Trelkovsky can’t stay quiet enough for his new neighbors...he receives constant complaints about his late night disturbances, though he’s usually only walking across the floor, moving a chair, or at most entertaining a few friends...but such activities are looked down on harshly by the occupants of his new building. He eventually finds himself called in to talk to the Police Inspector, who threatens him bluntly to either quiet down, or face the consequences. “This time I shall close my eyes to the whole business. Just make sure I don’t hear any more about you.”
But far more disturbing are the subtle hints by Trelkovsky’s neighbors that he act more like the previous tenant of his apartment...down to what she drank at the local cafe, and what brand of cigarettes she smoked...eventually Trelkovsky begins painting his fingernails, in a brief scene without dialogue, which though only a few seconds long may be the most ominous of the entire film...

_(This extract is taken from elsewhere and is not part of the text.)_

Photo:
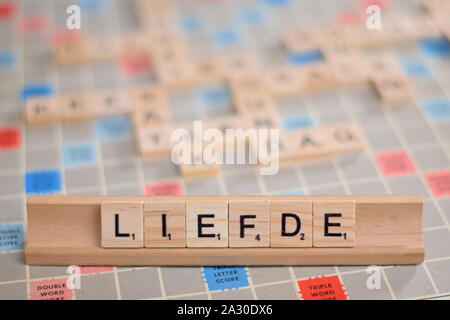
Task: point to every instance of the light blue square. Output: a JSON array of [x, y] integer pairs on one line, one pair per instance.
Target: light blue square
[[7, 60], [222, 278], [112, 128], [43, 182], [304, 58], [277, 3], [190, 25], [227, 37], [435, 48], [79, 154], [251, 16], [294, 122], [437, 108], [415, 68], [11, 237], [91, 5], [36, 90], [297, 192]]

The Tenant is a moody riff on personal identity––what truly makes you who you are?––and is your “self” really interchangeable, just a matter of an actor playing a role and putting on a costume? This film is more subtle than its two predecessors, lacking the artsy eroticism of Repulsion or the Hollywood starpower fireworks of Rosemary’s Baby––but it definitely puts the finishing brushstrokes on Polanski’s apartment nightmare. It’s easy to see why The Tenant wasn’t as big a success as the first two films, but it’s also hard to argue that certain scenes in this movie––particularly for me the climactic image of Polanski’s broken and bleeding body in full drag and make-up––aren’t among the most unnerving ever filmed.